Because we have to really try to see well, what types of changes could we make to a model that, as I said before, should theoretically look more attractive to a lot of students than a university pathway in any event because you have that reality that people do get paid, they are more likely to get a job, they’re more likely to go into a small business in the long-run. So, I’m trying to see what we can try to actually shift the pendulum on that- is something we’re working hard to do. To my Assistant Minister who’s got particular responsibilities and skills in vocational education, I’ve said to her that I think apprenticeships is really the number one priority area there, and apprenticeships can be broken up into two areas; the traditional trade-based apprenticeships which most of this conversation’s focused on, and then the sort of new apprenticeships, the trainee-ship type model which, grew rapidly during the Howard Government, then when we saw some employer incentives removed under the previous Labor government we’ve seen a real drop-off in numbers there, and we have to think about well, in those categories of students how do we make sure that sufficient numbers there are getting a go and not just you know, a traineeship that gives them a qualification but most importantly in terms of office jobs and retail jobs and the like, those students are also getting a year or two of real work experience which future employers will value in terms of the types of skills and soft skills that will provide them with.

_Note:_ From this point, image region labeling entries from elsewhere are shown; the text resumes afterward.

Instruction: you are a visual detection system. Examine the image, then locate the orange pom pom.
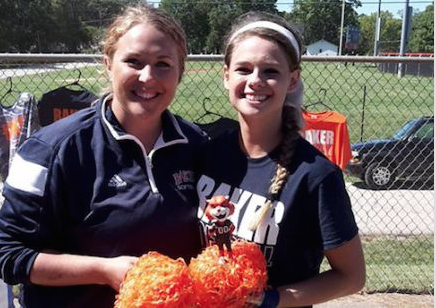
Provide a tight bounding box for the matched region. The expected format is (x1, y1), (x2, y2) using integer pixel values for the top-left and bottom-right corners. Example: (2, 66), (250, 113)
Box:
(189, 241), (267, 308)
(115, 252), (193, 308)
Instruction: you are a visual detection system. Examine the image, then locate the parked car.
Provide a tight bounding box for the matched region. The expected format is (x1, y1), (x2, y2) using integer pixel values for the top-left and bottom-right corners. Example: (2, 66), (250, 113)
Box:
(345, 116), (434, 189)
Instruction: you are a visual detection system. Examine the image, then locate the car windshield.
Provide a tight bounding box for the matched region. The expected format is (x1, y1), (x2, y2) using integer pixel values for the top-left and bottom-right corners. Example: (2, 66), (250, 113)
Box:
(392, 120), (417, 140)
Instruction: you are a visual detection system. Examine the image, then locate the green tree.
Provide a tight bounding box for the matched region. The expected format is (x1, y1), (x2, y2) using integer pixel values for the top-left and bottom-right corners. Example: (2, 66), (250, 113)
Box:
(358, 11), (401, 55)
(160, 0), (210, 53)
(408, 4), (434, 52)
(0, 0), (54, 52)
(206, 0), (277, 53)
(285, 0), (361, 45)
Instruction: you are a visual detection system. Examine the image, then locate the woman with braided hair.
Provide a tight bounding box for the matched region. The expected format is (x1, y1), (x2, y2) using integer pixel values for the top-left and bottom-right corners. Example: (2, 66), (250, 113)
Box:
(197, 12), (365, 307)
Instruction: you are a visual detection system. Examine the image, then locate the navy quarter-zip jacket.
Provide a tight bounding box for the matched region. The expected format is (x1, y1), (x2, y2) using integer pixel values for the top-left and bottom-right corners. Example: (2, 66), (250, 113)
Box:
(0, 96), (205, 308)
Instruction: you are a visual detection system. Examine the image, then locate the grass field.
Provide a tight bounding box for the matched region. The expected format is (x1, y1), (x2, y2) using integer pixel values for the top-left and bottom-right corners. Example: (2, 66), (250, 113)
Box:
(322, 235), (434, 294)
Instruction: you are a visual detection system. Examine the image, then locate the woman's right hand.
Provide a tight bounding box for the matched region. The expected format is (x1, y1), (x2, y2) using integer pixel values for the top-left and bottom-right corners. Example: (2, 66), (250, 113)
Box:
(103, 256), (139, 292)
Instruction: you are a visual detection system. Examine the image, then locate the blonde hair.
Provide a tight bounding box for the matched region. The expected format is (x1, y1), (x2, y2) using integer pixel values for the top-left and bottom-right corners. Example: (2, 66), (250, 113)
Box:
(224, 12), (302, 231)
(101, 5), (187, 81)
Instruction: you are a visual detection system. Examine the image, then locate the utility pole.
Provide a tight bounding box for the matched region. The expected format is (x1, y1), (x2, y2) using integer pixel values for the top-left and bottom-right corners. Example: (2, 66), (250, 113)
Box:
(338, 0), (345, 56)
(374, 0), (381, 57)
(398, 0), (411, 78)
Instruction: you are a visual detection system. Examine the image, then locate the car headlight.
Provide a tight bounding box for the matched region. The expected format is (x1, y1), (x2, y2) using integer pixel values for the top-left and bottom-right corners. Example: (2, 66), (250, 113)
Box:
(350, 150), (362, 164)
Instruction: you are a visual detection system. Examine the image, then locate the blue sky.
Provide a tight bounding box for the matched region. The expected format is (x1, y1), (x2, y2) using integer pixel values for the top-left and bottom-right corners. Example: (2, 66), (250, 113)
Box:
(277, 0), (433, 17)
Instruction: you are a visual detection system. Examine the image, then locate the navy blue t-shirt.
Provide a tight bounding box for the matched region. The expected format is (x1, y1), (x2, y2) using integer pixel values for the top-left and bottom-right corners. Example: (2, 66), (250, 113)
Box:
(197, 132), (358, 287)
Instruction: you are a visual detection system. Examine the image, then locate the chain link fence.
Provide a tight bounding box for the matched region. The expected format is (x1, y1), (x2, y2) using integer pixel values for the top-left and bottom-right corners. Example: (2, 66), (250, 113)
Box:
(0, 54), (434, 294)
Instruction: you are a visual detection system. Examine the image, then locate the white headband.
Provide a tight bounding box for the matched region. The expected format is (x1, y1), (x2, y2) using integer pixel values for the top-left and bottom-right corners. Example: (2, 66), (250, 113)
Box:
(229, 21), (300, 58)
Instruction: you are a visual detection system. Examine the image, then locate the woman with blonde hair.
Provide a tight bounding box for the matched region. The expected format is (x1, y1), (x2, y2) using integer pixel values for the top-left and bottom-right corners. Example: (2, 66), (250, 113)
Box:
(0, 6), (204, 308)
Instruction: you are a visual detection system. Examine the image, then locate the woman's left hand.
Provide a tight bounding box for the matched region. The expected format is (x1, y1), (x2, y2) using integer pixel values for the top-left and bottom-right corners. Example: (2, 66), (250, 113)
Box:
(103, 256), (139, 292)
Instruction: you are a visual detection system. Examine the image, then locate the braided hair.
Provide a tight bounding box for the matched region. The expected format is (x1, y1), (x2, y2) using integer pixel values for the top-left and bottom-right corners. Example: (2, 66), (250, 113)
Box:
(224, 12), (302, 231)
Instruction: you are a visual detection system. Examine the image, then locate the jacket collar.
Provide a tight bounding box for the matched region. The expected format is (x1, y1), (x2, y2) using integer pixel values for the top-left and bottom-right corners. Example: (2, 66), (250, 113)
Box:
(97, 94), (188, 150)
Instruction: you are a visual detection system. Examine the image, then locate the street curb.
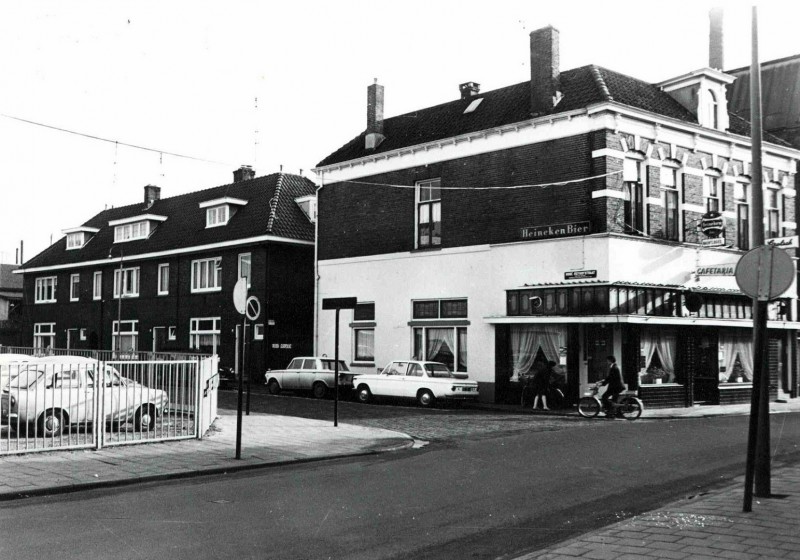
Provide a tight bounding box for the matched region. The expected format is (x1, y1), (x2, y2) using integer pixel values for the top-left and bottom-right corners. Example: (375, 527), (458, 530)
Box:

Peter Van Onselen: On another [indistinct] Senator, back in medieval times, enemies’ heads were mounted to pikes outside city states to ward off enemies, to act as a very strong deterrent. Is your conscience clear that indefinite detention is being used in the modern era as a sort of form of human repellent to ensure that the boats don’t open back up again?
Simon Birmingham: Peter, we don’t have and don’t want to have indefinite detention, we want to see people who are processed as refugees settled in other nations and people who are not processed as refugees ideally returned to their original nation, and that is what the Government is working incredibly hard to do. Now, this is a challenging policy area, and I, in all honesty, my views on this have evolved over time as I’ve seen the different ebbing and flowing of policy and the results of policy decisions but we do know that when the types of policies, including off-shore processing were unwound by the Rudd Government, we saw a huge surge in boat arrivals into Australia and that of course has given us the legacy of people who are in detention today. We know though, that since we put in place the types of policies including off-shore processing under the Coalition Government, that those arrivals have stopped and when we can clear that backlog of individuals in those detention centres then we actually will be in a position where we don’t have people arriving and we don’t have people in detention. So the priority is, of course, to work on helping people to return to their host country where that’s possible, or to be resettled in other nations.
Peter Van Onselen: Well, hopefully the indefinites of that approach is sorted out sooner rather than later, otherwise we’ll have to keep talking about it apart from anything else. But Senator Simon Birmingham, always appreciate you joining us on News Day, thanks again today, cheers.
Simon Birmingham: Thanks Peter, cheers.